Wilhelm Frederick von Ludwig (16 September 1790 – 14 December 1865) was a German medical doctor known for his 1836 publication on the condition now known as Ludwig's angina.

==Early life==
Ludwig was born in Uhlbach (near Stuttgart) in the state of Württemberg. His father was a clergyman and served as his childhood teacher. At the age of 10, he was sent to attend the Latin school at Markgröningen. Ludwig showed promise in medicine at an early age, and at 14, he went to Neuenburg to continue his classical studies while beginning to study medicine under a surgeon. Ludwig received a certificate of proficiency in 1807, whereupon he went on to study surgery, medicine, and obstetrics at the University of Tübingen. His performance was so exemplary that he was awarded a gold medal by King Frederick I in 1809—before graduating—for the advancement of surgery. In July 1811, Ludwig received his doctorate.

Unfortunately, before he could commence his study tour, Napoleon attempted to conquer Russia, and previously exempt students were called to service. Ludwig served initially as the doctor for 3rd Infantry at the Schorndorf garrison, and subsequently as director for the Württemberg field hospital at Smolensk in 1812.

He contracted typhus and was captured by the Russians; after recovering from typhus, he served as a Russian noblewoman's personal physician. Once he was freed from Russian capture in 1814, Ludwig returned home and directed a typhus hospital in Hohenheim, where he completed his military service in 1815.

==Career==
Shortly after leaving the military, Ludwig was honored with title of full professor of surgery and obstetrics at Tübingen in 1815. Before fulfilling it, however, he commenced his initially planned study tour that had been put off in light of the war. Upon returning to Tübingen in 1816, Ludwig, having experienced the equipment available at other facilities in Germany, immediately supplemented Tübingen clinic's own supplies and reference literature with his own salary.

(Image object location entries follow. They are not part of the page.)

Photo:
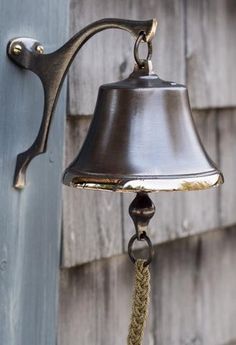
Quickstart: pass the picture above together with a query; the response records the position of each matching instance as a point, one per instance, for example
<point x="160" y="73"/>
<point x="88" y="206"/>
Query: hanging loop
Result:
<point x="143" y="237"/>
<point x="140" y="39"/>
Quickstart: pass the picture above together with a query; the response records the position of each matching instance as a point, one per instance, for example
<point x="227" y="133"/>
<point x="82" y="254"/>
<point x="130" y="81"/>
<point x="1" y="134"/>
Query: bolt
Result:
<point x="17" y="49"/>
<point x="39" y="49"/>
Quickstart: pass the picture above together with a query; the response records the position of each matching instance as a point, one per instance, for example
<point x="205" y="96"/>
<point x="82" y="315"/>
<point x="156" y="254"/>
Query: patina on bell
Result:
<point x="142" y="138"/>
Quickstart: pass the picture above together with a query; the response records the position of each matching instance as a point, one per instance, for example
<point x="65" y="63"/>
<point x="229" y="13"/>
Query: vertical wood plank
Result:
<point x="29" y="219"/>
<point x="211" y="53"/>
<point x="227" y="154"/>
<point x="193" y="296"/>
<point x="109" y="55"/>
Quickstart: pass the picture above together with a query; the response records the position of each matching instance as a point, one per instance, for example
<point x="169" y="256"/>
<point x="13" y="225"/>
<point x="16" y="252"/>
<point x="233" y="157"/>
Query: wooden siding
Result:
<point x="97" y="225"/>
<point x="193" y="296"/>
<point x="109" y="55"/>
<point x="29" y="219"/>
<point x="210" y="53"/>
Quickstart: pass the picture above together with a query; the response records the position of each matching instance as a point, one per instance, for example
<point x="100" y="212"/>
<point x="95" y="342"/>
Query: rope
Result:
<point x="140" y="303"/>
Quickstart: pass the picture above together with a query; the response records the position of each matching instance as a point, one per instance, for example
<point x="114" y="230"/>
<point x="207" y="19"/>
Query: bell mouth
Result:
<point x="146" y="184"/>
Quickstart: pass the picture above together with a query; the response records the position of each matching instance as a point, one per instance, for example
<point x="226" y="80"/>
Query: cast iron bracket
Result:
<point x="52" y="69"/>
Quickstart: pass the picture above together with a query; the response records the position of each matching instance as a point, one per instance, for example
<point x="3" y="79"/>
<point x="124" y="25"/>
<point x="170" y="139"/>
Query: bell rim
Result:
<point x="147" y="184"/>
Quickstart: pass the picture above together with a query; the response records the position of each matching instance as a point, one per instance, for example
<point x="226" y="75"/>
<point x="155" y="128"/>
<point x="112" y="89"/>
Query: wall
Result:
<point x="193" y="281"/>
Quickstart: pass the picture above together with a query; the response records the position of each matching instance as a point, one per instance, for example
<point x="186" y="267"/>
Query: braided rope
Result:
<point x="140" y="303"/>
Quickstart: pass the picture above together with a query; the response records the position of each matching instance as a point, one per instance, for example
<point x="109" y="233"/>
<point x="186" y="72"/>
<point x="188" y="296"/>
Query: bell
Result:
<point x="142" y="139"/>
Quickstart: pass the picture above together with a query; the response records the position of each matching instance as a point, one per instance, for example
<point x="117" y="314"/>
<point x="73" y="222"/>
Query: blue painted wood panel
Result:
<point x="29" y="219"/>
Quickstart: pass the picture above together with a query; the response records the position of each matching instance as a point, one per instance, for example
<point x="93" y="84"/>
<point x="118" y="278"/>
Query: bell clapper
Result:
<point x="141" y="211"/>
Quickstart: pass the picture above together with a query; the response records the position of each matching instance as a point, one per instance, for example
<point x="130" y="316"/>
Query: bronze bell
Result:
<point x="142" y="138"/>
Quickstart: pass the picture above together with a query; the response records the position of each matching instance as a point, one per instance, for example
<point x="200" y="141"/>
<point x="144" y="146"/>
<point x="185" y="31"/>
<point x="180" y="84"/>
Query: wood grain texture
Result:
<point x="92" y="221"/>
<point x="211" y="53"/>
<point x="193" y="296"/>
<point x="182" y="214"/>
<point x="29" y="219"/>
<point x="227" y="156"/>
<point x="108" y="56"/>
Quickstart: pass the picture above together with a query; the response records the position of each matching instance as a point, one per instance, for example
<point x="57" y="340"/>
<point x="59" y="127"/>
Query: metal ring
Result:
<point x="140" y="38"/>
<point x="143" y="237"/>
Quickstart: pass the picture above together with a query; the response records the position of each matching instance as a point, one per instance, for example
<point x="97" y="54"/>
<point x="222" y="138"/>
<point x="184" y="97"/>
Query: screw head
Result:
<point x="39" y="49"/>
<point x="17" y="49"/>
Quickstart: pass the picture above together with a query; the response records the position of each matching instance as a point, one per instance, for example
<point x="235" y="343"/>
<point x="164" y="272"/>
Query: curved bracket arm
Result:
<point x="52" y="69"/>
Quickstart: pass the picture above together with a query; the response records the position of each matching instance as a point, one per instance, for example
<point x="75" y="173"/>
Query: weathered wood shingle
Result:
<point x="193" y="296"/>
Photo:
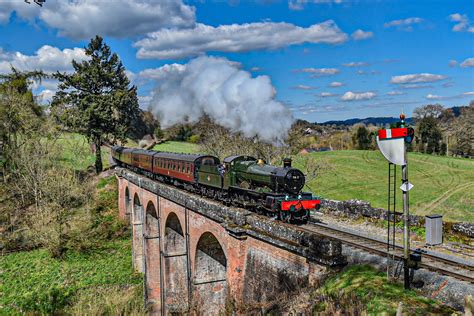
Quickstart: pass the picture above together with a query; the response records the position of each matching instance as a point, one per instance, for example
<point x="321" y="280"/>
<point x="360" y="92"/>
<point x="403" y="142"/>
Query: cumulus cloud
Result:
<point x="81" y="19"/>
<point x="416" y="78"/>
<point x="47" y="58"/>
<point x="299" y="4"/>
<point x="318" y="72"/>
<point x="360" y="35"/>
<point x="181" y="43"/>
<point x="303" y="87"/>
<point x="218" y="88"/>
<point x="404" y="24"/>
<point x="352" y="96"/>
<point x="462" y="24"/>
<point x="356" y="64"/>
<point x="162" y="72"/>
<point x="392" y="93"/>
<point x="433" y="97"/>
<point x="327" y="94"/>
<point x="45" y="96"/>
<point x="468" y="63"/>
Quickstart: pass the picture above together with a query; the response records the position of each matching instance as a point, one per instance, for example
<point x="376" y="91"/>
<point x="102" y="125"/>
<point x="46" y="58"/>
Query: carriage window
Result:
<point x="208" y="161"/>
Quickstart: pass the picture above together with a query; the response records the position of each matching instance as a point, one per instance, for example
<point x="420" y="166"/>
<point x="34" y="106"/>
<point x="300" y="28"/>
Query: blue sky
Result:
<point x="405" y="54"/>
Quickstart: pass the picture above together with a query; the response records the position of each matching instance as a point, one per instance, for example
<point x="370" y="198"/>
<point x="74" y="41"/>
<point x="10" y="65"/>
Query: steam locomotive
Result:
<point x="242" y="181"/>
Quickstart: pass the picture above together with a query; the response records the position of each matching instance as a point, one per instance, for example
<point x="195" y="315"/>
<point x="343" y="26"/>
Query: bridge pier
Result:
<point x="199" y="255"/>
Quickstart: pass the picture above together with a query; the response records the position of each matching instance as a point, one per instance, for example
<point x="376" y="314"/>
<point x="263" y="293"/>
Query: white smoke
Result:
<point x="229" y="95"/>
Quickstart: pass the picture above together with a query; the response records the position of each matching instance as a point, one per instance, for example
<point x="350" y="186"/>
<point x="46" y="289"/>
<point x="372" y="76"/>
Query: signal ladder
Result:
<point x="391" y="216"/>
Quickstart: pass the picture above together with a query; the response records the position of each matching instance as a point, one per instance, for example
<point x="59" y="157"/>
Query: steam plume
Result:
<point x="229" y="95"/>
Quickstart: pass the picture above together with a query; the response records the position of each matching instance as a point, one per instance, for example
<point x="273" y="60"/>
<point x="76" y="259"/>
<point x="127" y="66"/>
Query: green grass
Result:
<point x="33" y="281"/>
<point x="364" y="286"/>
<point x="77" y="152"/>
<point x="442" y="185"/>
<point x="178" y="147"/>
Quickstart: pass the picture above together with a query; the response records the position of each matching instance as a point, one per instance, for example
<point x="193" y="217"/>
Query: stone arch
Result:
<point x="152" y="254"/>
<point x="210" y="275"/>
<point x="127" y="203"/>
<point x="137" y="233"/>
<point x="176" y="285"/>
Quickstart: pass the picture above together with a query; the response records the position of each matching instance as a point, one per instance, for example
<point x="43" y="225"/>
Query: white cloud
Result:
<point x="175" y="43"/>
<point x="356" y="64"/>
<point x="220" y="89"/>
<point x="47" y="58"/>
<point x="161" y="72"/>
<point x="351" y="96"/>
<point x="433" y="97"/>
<point x="360" y="35"/>
<point x="417" y="78"/>
<point x="299" y="4"/>
<point x="318" y="72"/>
<point x="303" y="87"/>
<point x="468" y="63"/>
<point x="462" y="24"/>
<point x="45" y="96"/>
<point x="395" y="93"/>
<point x="404" y="24"/>
<point x="415" y="86"/>
<point x="327" y="94"/>
<point x="82" y="19"/>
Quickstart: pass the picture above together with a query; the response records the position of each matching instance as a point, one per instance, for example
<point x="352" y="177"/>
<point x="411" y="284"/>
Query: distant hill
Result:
<point x="382" y="120"/>
<point x="367" y="121"/>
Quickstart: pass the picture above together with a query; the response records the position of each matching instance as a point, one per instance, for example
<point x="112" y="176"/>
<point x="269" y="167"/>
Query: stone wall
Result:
<point x="356" y="209"/>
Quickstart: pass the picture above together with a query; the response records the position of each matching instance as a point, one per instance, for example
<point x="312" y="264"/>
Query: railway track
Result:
<point x="447" y="265"/>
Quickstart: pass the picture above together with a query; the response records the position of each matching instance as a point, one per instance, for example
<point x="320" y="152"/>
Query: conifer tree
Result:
<point x="97" y="99"/>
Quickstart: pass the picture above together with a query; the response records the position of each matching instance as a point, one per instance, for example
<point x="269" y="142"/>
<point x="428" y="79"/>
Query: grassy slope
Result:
<point x="442" y="185"/>
<point x="31" y="279"/>
<point x="367" y="289"/>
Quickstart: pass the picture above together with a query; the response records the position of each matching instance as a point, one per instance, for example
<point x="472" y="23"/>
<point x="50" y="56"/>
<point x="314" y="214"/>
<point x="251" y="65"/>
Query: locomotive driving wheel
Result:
<point x="284" y="216"/>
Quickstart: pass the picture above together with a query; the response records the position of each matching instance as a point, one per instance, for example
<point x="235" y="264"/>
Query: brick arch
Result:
<point x="152" y="254"/>
<point x="210" y="274"/>
<point x="137" y="233"/>
<point x="176" y="286"/>
<point x="127" y="203"/>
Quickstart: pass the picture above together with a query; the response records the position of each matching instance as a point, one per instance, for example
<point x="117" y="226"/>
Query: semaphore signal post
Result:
<point x="392" y="143"/>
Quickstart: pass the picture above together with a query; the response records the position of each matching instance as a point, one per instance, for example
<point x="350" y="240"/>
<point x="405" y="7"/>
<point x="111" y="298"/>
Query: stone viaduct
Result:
<point x="199" y="255"/>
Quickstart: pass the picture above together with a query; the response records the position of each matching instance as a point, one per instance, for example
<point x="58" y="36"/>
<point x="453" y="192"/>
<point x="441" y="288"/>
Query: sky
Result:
<point x="317" y="60"/>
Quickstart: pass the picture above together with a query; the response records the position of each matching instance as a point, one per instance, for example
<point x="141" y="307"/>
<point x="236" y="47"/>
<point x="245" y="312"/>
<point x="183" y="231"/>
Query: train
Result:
<point x="239" y="180"/>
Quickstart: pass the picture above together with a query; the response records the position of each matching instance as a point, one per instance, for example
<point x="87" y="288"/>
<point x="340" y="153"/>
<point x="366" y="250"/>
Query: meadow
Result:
<point x="442" y="185"/>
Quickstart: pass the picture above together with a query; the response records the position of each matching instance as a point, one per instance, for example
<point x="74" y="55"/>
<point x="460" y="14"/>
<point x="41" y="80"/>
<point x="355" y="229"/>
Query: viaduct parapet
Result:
<point x="197" y="254"/>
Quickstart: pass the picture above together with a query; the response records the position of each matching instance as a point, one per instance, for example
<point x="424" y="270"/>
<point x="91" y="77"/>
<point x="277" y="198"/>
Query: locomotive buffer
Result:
<point x="391" y="143"/>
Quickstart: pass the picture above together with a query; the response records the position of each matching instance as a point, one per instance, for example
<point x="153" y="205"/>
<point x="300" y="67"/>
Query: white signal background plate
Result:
<point x="393" y="150"/>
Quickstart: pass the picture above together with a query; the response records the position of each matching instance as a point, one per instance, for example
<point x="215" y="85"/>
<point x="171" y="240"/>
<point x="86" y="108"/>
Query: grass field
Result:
<point x="442" y="185"/>
<point x="33" y="281"/>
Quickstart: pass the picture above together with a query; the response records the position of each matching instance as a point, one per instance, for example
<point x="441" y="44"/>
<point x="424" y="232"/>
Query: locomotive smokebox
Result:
<point x="287" y="163"/>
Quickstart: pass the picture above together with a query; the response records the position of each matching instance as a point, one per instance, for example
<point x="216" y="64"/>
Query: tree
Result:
<point x="362" y="138"/>
<point x="19" y="113"/>
<point x="430" y="110"/>
<point x="463" y="132"/>
<point x="97" y="100"/>
<point x="429" y="135"/>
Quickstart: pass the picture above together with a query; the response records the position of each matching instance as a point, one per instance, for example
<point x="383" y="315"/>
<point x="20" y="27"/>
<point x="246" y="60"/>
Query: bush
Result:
<point x="194" y="139"/>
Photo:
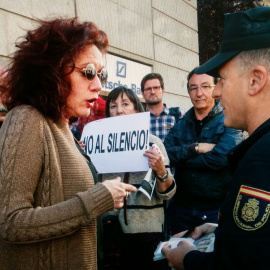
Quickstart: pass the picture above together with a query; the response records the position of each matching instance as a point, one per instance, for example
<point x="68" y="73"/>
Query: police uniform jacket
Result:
<point x="243" y="235"/>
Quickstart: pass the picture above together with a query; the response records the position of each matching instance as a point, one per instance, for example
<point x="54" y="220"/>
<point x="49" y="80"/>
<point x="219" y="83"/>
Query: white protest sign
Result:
<point x="117" y="144"/>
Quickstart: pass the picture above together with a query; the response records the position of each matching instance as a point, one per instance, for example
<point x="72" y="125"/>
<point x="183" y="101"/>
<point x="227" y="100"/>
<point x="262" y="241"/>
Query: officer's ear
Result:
<point x="258" y="79"/>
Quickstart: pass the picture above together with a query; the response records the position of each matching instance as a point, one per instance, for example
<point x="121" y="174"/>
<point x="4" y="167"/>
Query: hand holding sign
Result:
<point x="118" y="190"/>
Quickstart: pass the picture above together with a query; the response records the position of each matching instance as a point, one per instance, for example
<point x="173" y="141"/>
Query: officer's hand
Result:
<point x="176" y="256"/>
<point x="206" y="228"/>
<point x="205" y="147"/>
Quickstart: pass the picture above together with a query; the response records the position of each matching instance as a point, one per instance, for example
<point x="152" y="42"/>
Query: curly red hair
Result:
<point x="37" y="74"/>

When supplies were similarly lacking in the following year, Ludwig petitioned the king for a higher salary. In response, Ludwig was appointed as one of King Wilhelm I's personal physicians (King Frederick had died the previous year). Ludwig remained in Tübingen until a successor could take his place in 1817.

When Ludwig went to Stuttgart to serve the king, he was quickly recognized as a great diagnostician, and he was soon promoted to be the royal family's chief physician.

He remained in Stuttgart for most of the remainder of his life; between 1835 and 1846, he served as director of the medical college, president of the Württemberg Medical Association, and chairman of the first Stuttgart scientific congress's medical section.

Ludwig published his now-famous paper on Ludwig's angina with no title in 1836. A colleague dubbed the condition "Angina Ludovici" (Ludwig's angina) a year later.

==Later life==
Ludwig retired in 1855 at the age of 65. He never married.

Beginning only in his seventies, the physician developed several health problems, including a bladder stone removed during 1865 in two separate sessions a few months apart. He died December 1865 a week after the onset of an unspecified neck inflammation, which was probably not the condition that bears his name.